There are the threats to ruin your life, the phone calls, the constant messages, the character assassination, the false accusations, the fabricated and fantastical stories, the sexually explicit comments, the conspiracy theories and the need for constant attention regardless of how negative the circumstances.

He contacted my employers, my work colleagues, my union, my friends, my family, politicians. He phoned social services and made false reports about my grandchildren, causing my family enormous distress.

Each morning I would put a face on and walk out into the world to do what can be a very public job, while inside I was terrified of what would happen next. I didn’t want to ask for help because I’m big tough Allison Morris and I don’t need sympathy.

During this time I met the best and the worst of the PSNI - the officers who are brilliant at their jobs, who save lives by their actions, and those I wouldn’t leave in charge of supermarket security.

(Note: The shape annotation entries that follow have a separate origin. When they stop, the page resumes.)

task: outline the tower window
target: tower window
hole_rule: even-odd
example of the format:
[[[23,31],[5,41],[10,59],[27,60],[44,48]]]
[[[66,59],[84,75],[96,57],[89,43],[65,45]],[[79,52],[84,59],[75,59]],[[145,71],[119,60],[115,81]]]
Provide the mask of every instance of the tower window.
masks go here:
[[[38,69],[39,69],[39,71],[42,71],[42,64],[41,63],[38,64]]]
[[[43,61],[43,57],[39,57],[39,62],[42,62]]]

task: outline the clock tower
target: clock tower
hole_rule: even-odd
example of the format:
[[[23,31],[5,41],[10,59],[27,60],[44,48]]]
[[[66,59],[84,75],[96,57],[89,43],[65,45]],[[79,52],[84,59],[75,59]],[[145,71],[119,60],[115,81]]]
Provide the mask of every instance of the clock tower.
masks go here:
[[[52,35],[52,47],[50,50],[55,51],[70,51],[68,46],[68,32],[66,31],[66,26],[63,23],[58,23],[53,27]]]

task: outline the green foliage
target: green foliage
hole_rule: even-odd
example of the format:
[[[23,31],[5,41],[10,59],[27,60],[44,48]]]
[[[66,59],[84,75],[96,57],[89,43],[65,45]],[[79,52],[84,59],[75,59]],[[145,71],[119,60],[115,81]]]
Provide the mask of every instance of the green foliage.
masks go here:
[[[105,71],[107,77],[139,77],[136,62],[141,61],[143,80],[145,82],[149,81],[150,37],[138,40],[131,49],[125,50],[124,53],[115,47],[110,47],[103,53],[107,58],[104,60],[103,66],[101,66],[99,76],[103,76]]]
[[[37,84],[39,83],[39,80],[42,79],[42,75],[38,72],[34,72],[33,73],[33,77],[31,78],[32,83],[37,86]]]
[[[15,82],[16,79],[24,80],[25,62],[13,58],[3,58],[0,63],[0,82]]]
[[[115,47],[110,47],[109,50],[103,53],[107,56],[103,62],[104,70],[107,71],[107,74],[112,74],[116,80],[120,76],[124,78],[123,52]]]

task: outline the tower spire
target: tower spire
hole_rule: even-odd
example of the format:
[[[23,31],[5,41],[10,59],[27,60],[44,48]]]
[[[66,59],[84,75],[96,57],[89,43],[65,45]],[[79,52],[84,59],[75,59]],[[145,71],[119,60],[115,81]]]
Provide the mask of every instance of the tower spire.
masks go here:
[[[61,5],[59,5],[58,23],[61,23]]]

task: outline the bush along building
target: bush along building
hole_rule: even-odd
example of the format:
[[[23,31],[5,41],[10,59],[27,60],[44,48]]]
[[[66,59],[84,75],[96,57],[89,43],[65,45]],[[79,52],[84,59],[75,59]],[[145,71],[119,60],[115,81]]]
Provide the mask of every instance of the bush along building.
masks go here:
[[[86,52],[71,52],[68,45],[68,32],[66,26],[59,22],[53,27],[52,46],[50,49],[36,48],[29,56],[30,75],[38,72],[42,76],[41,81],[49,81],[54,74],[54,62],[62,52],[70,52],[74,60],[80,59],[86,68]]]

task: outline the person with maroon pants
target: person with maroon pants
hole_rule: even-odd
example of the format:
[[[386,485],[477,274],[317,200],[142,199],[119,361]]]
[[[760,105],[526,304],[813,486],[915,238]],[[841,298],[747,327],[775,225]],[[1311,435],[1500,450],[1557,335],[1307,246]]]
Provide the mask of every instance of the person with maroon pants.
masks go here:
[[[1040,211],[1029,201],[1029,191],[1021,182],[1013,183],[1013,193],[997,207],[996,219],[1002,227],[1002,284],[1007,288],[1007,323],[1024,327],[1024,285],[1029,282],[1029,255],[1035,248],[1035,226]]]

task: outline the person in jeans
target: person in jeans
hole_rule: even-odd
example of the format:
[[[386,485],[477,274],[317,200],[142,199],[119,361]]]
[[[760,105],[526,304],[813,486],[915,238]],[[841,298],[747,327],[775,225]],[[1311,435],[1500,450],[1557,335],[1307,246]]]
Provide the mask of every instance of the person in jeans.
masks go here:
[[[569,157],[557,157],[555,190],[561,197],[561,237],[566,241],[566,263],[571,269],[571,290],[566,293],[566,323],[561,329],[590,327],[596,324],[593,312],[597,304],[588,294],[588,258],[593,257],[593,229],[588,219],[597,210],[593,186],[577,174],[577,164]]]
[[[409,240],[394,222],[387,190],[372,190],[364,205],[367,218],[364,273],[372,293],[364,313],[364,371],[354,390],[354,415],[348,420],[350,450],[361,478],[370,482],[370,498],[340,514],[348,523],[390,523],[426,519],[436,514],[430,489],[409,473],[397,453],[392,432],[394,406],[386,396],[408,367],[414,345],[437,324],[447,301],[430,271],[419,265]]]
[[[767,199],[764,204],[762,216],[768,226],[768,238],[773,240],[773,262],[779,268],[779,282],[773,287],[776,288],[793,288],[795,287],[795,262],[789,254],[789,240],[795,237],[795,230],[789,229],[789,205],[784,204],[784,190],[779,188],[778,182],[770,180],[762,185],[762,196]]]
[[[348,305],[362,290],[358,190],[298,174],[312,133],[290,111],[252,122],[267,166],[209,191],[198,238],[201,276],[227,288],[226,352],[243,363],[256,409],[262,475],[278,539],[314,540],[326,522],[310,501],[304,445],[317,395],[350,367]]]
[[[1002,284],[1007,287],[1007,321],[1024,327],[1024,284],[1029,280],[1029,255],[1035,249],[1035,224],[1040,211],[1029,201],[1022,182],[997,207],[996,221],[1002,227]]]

Non Molestation Orders are only available by an application to the family court. It can be an expensive, traumatising experience, easily exploited by a stalker with too much time on their hands.

My abuser used this system to financially and emotionally harass me until April 2018 when a judge noted the proceedings had become part of the harassment.

This I’ve found is a common feature in stalking and harassment cases, and one that the recent public consultation on stalking has not accurately reflected.

Protection orders are not available to everyone and not always properly enforced, and victims are not kept up to date with progress. A single point of contact with police could help identify patterns of behaviour more expediently.

Fast-tracked justice would mean there would be consequences for actions, rather than victims left waiting over a year for a day in court, and bail must be properly enforced.

I often work in the courts and watch as domestic abusers are bailed and rebailed time and time again despite numerous breaches.

Officers and the judiciary must be properly trained in new technology, now a big part of stalking cases.

If I struggled at times to navigate this system, what must it be like for more vulnerable victims who don’t have that support network?

I still feel stigmatised by being the victim of domestic crime and that should not be the case.

On Thursday February 6, a court ruled that my abuser must serve his 14-month sentence. He will spend seven of those behind bars.

This was after appealing his second conviction, and he still refuses to accept any responsibility despite having been now found guilty by three separate judges.

I’m far from convinced my ordeal is over, but I am hopeful that legislative change will soon make stalking a criminal offence, with tailored protection orders and sentences that reflect the seriousness of the crime.

Until then, I despair for those victims living in fear of the what next, every moment of every day.